Obviously, our opinions of these films are a matter of taste -- under what circumstances and at what age we first encountered them, the versions we saw, and our sense memory of the experiences.
For what it's worth, my experience is that I saw the films you've brought up from about the age of 13 until I was past 35 years of age. JANE EYRE (1944), THE THIRD MAN (1949), MOBY DICK (1956), and A MAN FOR ALL SEASONS (1966), I saw in the theater. I've only seen COMPULSION (1959) on TV.
JANE EYRE, because of my earlier experiences with CITIZEN KANE, and to a lesser extent with THE MAGNIFICENT AMBERSONS, enthralled me as a boy. I was one of those orphan children, in my own mind. I've always liked the picture, and when teaching school, JANE EYRE was one of the rare older films that kids would sit still for. It was as if they were looking at "old timey" history.
On the other hand, my first encounter with THE THIRD MAN was rather comme ci, comme ca . . . a pretty good thriller. Okay, but Harry Lime's real connection to the picture escaped me. I preferred a similar film that Carol Reed shot four years later, set in Post-War Berlin, THE MAN BETWEEN, a somewhat warmer take on an odd war profiteer out, with James Mason and Claire Bloom. Only recently, on DVD, have I seen the original British version of THE THIRD MAN, which I find much more impressive, less outre in style somehow, and much more satisfactory in fitting Welles' Harry Lime character meaningfully into the story.
Though annoyed in spots by Gregory Peck's Captain Ahab, I judge John Huston's MOBY DICK epic film making in ever sense of the term. And for me, Welles' sermon by Father Mapple sets the film a sail in a mysterious, ominous, ironic, and macabre way. Just perfect.
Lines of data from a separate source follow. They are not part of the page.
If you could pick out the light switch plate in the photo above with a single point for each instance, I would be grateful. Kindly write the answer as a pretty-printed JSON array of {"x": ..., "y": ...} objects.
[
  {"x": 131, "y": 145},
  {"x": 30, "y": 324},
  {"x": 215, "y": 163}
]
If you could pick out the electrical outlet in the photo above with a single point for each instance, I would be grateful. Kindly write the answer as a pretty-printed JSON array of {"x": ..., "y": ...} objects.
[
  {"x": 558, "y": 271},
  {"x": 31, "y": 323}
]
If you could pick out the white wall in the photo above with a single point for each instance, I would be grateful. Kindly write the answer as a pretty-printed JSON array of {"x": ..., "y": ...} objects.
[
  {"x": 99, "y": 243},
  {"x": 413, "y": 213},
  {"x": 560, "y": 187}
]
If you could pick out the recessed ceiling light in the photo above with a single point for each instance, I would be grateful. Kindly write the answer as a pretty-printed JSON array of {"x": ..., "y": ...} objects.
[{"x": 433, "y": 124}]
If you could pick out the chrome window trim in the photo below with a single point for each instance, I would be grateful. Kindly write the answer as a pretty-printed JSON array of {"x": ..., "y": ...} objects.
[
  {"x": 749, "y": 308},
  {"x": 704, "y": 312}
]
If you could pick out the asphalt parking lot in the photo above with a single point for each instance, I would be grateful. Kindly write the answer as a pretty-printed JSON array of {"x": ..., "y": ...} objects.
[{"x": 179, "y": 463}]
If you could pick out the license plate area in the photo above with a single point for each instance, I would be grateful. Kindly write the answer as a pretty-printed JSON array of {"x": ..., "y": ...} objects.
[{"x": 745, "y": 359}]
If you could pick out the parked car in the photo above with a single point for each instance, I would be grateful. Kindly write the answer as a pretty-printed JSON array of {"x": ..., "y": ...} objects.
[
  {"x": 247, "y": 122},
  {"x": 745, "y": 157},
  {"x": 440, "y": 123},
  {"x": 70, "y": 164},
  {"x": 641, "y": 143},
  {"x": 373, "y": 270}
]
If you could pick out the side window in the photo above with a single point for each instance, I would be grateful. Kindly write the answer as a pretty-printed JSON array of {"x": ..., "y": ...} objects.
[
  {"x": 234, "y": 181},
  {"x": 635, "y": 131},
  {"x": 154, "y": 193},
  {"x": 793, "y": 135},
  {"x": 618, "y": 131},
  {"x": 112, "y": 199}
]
I'm not sure what version of the film I saw in the theater, but again, my recent viewings of MOBY DICK on laserdisc and DVD, with Huston's and Oswald Morris's lighting/color scheme restored, makes Peck's performance more acceptable, bringing the film more into balance. It also boasts Philip Sainton's orchestral music, one of the best original film scores ever written.
My memory of Welles in A MAN FOR ALL SEASONS, which I saw in theater, and later had to use as a teaching aid, is simply that of one gruesome appearance, one compelling speech delivered in close-up. I can't say the film impressed me, and I know it did very little to stimulate interest in the classroom.
Finally, looking at COMPULSION on TV, I feel that Welles' performance pretty well sucks the air and dramatic sense out of the picture. His monologue should almost be an entirely different film, all unto itself. Incidentally, having been acquainted with a top Hollywood film editor through marriage, I gained a number of insights into the contempt and dismay some slaving Hollywood professionals felt toward Welles. My cousin-in-law, who worked a number of times with Director Richard Fleischer, described the panic and anguish the production felt when Welles left the country without finishing the looping of that magnificent soliloquy. His good friend and colleague, Editor William Reynolds, had to desperately and laboriously "cut and paste" words from Welles' performance earlier in the rest of the picture to complete the speech. I would not like to repeat to you what my cousin's opinion was of Welles' professionalism.
And so, for me, of the films you have brought up, I'm most impressed with THE THIRD MAN, JANE EYRE, MOBY DICK. As I say, that judgment is based on age, memory and experience.
I might add that another Huston film, THE KREMLIN LETTER (1970), is a much better work than was thought at the time. Back then, the picture was thought to be farfetched if not subversive. Since then, especially in the last seven years, we have learned that the need to have an enemy, and to secretly interact with that enemy, is probably a raison d'etre among great powers. [-- See: "The Theory of Contraries," which was revealed in public briefly, then sank back into the swamp of geopolitics.] Welles has a relatively small but important part in this durable little slice of Cold ["long"] War truth.